29. The Trial Court had rightly observed that the Appellant was not able to plead even a valid existence of a legally recoverable debt as the very issuance of cheque is dubious based on the fallacies and contradictions in the evidence adduced by the parties. Furthermore, the fact that the Respondent had inscribed his signature on the agreement drawn on a white paper and not on a stamp paper as presented by the Appellant, creates another set of doubt in the case. Since the accused has been able to cast a shadow of doubt on the case presented by the Appellant, he has therefore successfully rebutted the presumption stipulated by Section 139 of the NI Act, 1881.

30. Moreover, affirming the findings of the Trial Court, the High Court observed that while the signature of the Respondent on the cheque drawn by him as well as on the agreement between the parties herein stands admitted, in case where the concern of financial capacity of the creditor is raised on behalf of an accused, the same is to be discharged by the complainant through leading of cogent evidence.”

40. This judgment will be incomplete without referring to a judgment of the Co-ordinate Bench of this Court in Vipul Kumar Gupta v. Vipin Gupta, 2012 SCC OnLine Del 4384, relevant paragraph of which is as follows:- ` “9. I find myself in agreement with the reasoning given by the learned ACMM that before a person is convicted for having committed an offence under Section 138 of the Act, it must be proved beyond a reasonable doubt that the cheque in question, which has been made as a basis for prosecuting the respondent/accused, must have been issued by him in the discharge of his liability or a legally recoverable debt. In the facts and circumstances of this case, there is every reason to doubt the version given by the appellant that the cheque was issued in the discharge of a liability or a legally recoverable debt. The reasons for this are a number of factors which have been enumerated by the learned ACMM also. Some of them are that non-mentioning by the appellant in his Income Tax Return or the Books of Accounts, the factum of the loan having been given by him because by no measure, an amount of Rs. 9,00,000/- can be said to be a small amount which a person would not reflect in his Books of Accounts or the Income Tax Return, in case the same has been lent to a person. The appellant, neither in the complaint nor in his evidence, has mentioned the date, time or the year when the loan was sought or given. The appellant has presented a cheque, which obviously is written with two different inks, as the signature is appearing in one ink, while as the remaining portion, which has been filled-up in the cheque, is in a different ink. All these factors prove the defence of the respondent to be plausible to the effect that he had issued these cheques by way of security to the appellant for getting a loan from Prime Minister Rojgar Yojana. The respondent/ accused has only to create a doubt in the version of the appellant, while as the appellant has to prove the guilt of the accused beyond reasonable doubt, in which, in my opinion, he has failed miserably. There is no cogent reason which has been shown by the appellant which will persuade this Court to grant leave to appeal against the impugned order, as there is no infirmity in the impugned order.”

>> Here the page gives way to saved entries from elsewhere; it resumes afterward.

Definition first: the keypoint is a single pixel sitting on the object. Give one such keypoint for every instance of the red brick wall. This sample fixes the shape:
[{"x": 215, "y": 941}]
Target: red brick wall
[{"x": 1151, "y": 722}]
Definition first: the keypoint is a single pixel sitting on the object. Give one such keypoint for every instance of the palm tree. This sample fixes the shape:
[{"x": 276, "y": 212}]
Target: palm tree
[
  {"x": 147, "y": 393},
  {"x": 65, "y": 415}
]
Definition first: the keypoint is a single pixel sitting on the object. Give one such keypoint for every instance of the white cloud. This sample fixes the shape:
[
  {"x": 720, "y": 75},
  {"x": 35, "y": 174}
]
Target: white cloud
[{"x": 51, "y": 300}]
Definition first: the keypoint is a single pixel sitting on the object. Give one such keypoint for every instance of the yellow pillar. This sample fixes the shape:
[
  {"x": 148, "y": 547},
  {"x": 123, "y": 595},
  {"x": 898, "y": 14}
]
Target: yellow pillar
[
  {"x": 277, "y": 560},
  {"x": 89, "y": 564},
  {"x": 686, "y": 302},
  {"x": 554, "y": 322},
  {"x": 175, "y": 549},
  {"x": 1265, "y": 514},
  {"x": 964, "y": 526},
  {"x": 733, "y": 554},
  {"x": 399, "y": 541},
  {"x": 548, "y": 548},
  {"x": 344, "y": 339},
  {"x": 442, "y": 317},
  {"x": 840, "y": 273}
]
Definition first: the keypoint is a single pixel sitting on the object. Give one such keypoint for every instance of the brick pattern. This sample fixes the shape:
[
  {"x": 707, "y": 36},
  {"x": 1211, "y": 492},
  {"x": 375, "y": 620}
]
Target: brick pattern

41. For all the aforesaid reasons, in my view, no interference is warranted in the findings and conclusions of the Appellate Court in the impugned judgment dated 09.06.2016, wherein the defence set up by the Respondent was found to be a probable one on the touchstone of preponderance of probabilities and thus no ground for grant of leave to appeal is made out.

42. Petition seeking leave to appeal is hereby dismissed.